Open Notebook Science Jean-Claude Bradley is Associate Professor of Chemistry at Drexel University and has worked in many laboratories throughout his scientific career. One aspect of lab life has always irritated him and that is the fact that most of the research work that scientists carry out does not actually get seen by anybody.

And so he developed Open Notebook Science, a crowdsourcing approach to research that is changing the way science is being communicated. It is the practice of full transparency; that is exposing a scientist’s record of progress, complete with raw data to the public in near real time. It is opening up the fairly secretive scientific world where open innovation and collaboration is not part of the culture.

Traditionally when scientists conduct experiments in the lab they keep notebooks, and they usually decide which parts of it to publish. The notebook is probably the most secretive document in all of science. It frustrated Bradley, but he couldn’t really do anything about it until the arrival of easy to use social software technologies such as blogs and wikis and free fully hosted services.

Pioneering Practitioner

With Open Notebook everything is published right down to the last doodle. “The reason for that is that we really want to see how science happens,” said Prof Bradley at a talk at Columbia University. “We want to see the failures as well as the successes we want to see the errors being corrected; we want to see how the whole thing happens.”

Prof Bradley introduced the term ‘Open Notebook Science’ in a blog post where he stated “….there is a URL to a laboratory notebook that is freely available and indexed on common search engines. It does not necessarily have to look like a paper notebook but it is essential that all of the information available to the researchers to make their conclusions is equally available to the rest of the world.”

Better Science

His firm belief is that a more transparent process will result in better science with results coming faster, as well as spurring collaborative communities to form. To demonstrate the viability of this crowdsourcing research Bradley started the UsefulChem Project in the summer of 2005 with the intention of synthesizing novel anti-malarial compounds.

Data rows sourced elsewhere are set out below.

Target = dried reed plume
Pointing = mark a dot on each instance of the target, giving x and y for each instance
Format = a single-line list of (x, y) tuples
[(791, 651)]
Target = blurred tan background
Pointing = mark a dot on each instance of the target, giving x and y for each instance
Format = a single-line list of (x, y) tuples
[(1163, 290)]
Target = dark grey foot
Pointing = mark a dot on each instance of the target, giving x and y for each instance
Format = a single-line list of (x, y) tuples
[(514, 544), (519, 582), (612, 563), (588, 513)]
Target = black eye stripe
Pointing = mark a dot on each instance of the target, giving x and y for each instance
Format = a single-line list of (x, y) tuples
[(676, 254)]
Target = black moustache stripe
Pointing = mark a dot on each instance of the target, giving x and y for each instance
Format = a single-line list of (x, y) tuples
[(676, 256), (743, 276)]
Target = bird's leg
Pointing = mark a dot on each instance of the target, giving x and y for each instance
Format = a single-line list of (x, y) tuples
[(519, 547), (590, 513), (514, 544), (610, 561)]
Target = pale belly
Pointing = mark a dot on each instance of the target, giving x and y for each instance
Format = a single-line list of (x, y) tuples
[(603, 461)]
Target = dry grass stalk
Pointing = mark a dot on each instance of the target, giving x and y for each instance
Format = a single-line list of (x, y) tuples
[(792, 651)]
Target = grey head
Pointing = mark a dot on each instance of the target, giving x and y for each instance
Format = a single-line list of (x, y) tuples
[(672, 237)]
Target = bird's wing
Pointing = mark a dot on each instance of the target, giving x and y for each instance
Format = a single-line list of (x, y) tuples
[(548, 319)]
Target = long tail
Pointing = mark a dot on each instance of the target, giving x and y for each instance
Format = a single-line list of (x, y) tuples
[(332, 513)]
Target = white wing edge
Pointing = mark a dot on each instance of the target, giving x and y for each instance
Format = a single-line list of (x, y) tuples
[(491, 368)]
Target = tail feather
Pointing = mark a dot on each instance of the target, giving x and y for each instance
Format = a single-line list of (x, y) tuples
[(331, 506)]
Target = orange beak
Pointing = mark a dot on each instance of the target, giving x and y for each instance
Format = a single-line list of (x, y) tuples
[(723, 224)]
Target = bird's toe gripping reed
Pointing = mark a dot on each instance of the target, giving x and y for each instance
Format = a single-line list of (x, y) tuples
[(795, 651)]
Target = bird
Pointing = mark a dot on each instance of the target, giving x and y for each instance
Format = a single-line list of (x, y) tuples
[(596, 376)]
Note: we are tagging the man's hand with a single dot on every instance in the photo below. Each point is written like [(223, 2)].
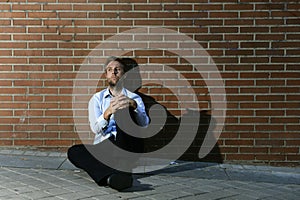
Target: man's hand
[(117, 103)]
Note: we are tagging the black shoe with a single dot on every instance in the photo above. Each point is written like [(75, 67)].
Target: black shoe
[(120, 181)]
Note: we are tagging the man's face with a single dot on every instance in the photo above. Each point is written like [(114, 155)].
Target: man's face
[(114, 71)]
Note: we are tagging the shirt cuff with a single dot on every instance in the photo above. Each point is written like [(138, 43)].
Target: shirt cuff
[(101, 124)]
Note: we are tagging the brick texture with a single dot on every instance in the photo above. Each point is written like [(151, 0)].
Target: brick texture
[(254, 44)]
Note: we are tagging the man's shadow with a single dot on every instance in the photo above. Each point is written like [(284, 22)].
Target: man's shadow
[(172, 123)]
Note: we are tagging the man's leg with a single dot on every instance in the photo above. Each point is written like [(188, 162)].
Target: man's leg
[(81, 157)]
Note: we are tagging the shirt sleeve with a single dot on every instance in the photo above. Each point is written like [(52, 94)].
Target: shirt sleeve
[(96, 119)]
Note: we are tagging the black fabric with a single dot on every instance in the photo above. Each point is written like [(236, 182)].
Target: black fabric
[(82, 156)]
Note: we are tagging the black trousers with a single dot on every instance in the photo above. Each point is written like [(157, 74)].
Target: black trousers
[(83, 156)]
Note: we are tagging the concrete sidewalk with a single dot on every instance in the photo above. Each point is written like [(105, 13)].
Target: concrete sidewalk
[(30, 174)]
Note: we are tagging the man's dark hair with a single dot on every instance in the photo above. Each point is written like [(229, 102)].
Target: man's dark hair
[(113, 58)]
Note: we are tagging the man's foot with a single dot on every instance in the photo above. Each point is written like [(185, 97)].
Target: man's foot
[(120, 181)]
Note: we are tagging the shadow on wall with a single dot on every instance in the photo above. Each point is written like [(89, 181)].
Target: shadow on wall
[(170, 128)]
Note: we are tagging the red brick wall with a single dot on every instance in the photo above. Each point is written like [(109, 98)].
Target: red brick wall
[(255, 45)]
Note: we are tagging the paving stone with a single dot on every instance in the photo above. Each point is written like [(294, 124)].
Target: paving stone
[(185, 180)]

The UsefulChem Project is conducting drug design research using Web 2.0 tools to combat malaria, one of the biggest killers in the developing world. The focus of attention is falcipain-2 a protein that plays an important role in the life cycle of the malaria parasite. Scientists want to design a drug to inhibit this enzyme and Bradley is working with a team of researchers all based at different locations.

Crowdsourcing and Collaboration

They are studying two docking sites on the enzyme. One group works on docking calculations which informs Bradley’s group which synthetic compounds they should make. These are then sent to another group to look at their feasibility. In 2008 Bradley’s group compiled a list of 71,000 potential compounds which were tested by other researchers. Some were found to inhibit the enzyme and stop infection of red blood cells, and a few could inhibit the enzyme but not prevent infection.

As with many areas of science things are always more complicated than they look, but the findings show that something is going on. Much more investigation is needed, but because it is conducted in the open anyone who takes an interest can drop in, see what’s happening and contribute.

Open Notebook Science has also received some extra funding so Bradley now holds crowdsourcing contests for students to work on different reactions and calculations. It all contributes to speeding up the research process.

Replication

The advantage of Bradley’s system is that it can be replicated by other scientists and scientific institutions, and some have started to show an interest and adopt Open Notebook Science for their own research projects.